I figured that it shouldn’t be too difficult to write some little function to do that (although dealing with windows and their positioning is notoriously complex – but also incredibly flexible). I decided to look for existing solutions first.
I was not disappointed.
It turns out that Emacs has me covered already! Today I learned about the window-x package, which is built into Emacs (and autoloaded, so you don’t even have to require it). The “commentary” at the top of the file is pretty short:
This file defines less frequently used window organization commands.
The package defines one user option (about which later) and several commands (most of which come in pairs). A word of warning: the commands have been renamed recently, so what you get depends on which Emacs version you have. So, unless you have a bleeding-edge Emacs (or are reading this in the future), your Emacs may have a slightly differently named set of commands than what I describe below. Say M-x find-library RET window-x RET to see what you have installed.
Edit: I received a message that I was wrong – this library is only available in Emacs 31, so if you use the official, released version, you’ll have to wait for them. Sorry for my mistake!
So, the first pair is window-layout-rotate-anticlockwise and window-layout-rotate-clockwise. It is not easy to describe their effect in words, but imagine something like rotating your screen by 90 degrees – so each horizontal window split becomes a vertical one and vice versa – but of course without rotating the windows’ contents.
Here is an example using screenshots, which might be helpful to wrap your head around my clumsy description. (Note that my Artist clock completely broke because its window was too short.) The original layout is on the left, and the result of calling window-layout-rotate-anticlockwise on the right.
The next pair is window-layout-flip-leftright and window-layout-flip-topdown. These are easy to explain – they just change the current window configuration to its mirror image (with a vertical or horizontal axis).
Then, window-layout-transpose is the only one that doesn’t have a pair. (Mathematically speaking, the pairs are inverses, and this one is its own inverse.) It just flips all the windows along a diagonal axis, so the top window(s) become the left one(s), the left one(s) move to the top, the one(s) on the right move to the bottom, etc.

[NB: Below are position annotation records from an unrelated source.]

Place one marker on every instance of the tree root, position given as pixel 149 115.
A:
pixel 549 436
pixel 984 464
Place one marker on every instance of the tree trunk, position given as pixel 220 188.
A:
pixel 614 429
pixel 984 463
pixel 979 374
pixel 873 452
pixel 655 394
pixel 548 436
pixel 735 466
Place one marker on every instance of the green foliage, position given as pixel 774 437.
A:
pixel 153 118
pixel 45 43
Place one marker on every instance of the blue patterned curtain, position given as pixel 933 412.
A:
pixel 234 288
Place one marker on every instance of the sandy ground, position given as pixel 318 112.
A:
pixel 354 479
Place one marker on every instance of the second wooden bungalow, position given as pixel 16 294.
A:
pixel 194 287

And the last two commands are rotate-windows and rotate-windows-back, which are (again) a bit tricky to explain in words. They leave the layout unchanged, but move the contents of the windows (clockwise or counterclockwise).
The one user option comes into play here. It is called rotate-windows-change-selected and depending on its value, the selected window stays the same or moves with the content. (The default is t which means that the selected window changes contentwise – that is, another buffer is now in the selected window – but stays the same geometrically – that is, if the leftmost window was selected before rotate-windows, the leftmost window is selected afterwards, etc.)

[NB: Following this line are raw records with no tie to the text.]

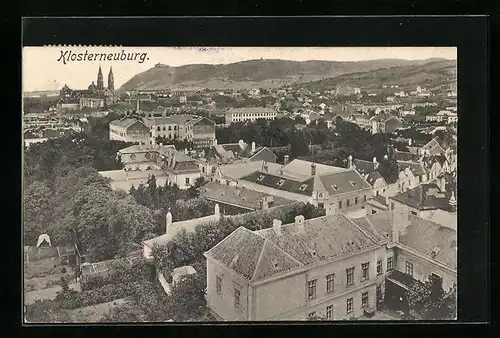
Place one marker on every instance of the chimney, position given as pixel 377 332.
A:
pixel 169 222
pixel 217 211
pixel 313 169
pixel 349 162
pixel 453 202
pixel 400 222
pixel 286 159
pixel 299 223
pixel 277 227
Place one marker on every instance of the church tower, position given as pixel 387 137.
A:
pixel 111 80
pixel 100 80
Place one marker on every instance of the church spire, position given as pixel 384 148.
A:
pixel 100 81
pixel 111 80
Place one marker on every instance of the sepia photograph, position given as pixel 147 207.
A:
pixel 239 184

If your head isn’t spinning yet, there’s more! Each of the commands in window-x supports a prefix argument. If called with C-u, they perform their machinations on the parent window of the current window instead of the whole frame.
I’m not entirely sure how useful all these functions are to me. I have bound window-layout-transpose to C-x 4 t (by saying (keymap-set ctl-x-4-map "t" #'window-layout-transpose) in my init.el). This covers my initial requirement of being able to switch between “two windows side by side” and “two windows on top of each other”. Time will tell if that is enough – if not, I could always create a dedicated window-x keymap at C-x 7 or C-x 9, which are currently unused, or even C-x 6 which is a prefix key for two column editing (a feature I’ve never used in over 2 decades of using Emacs!).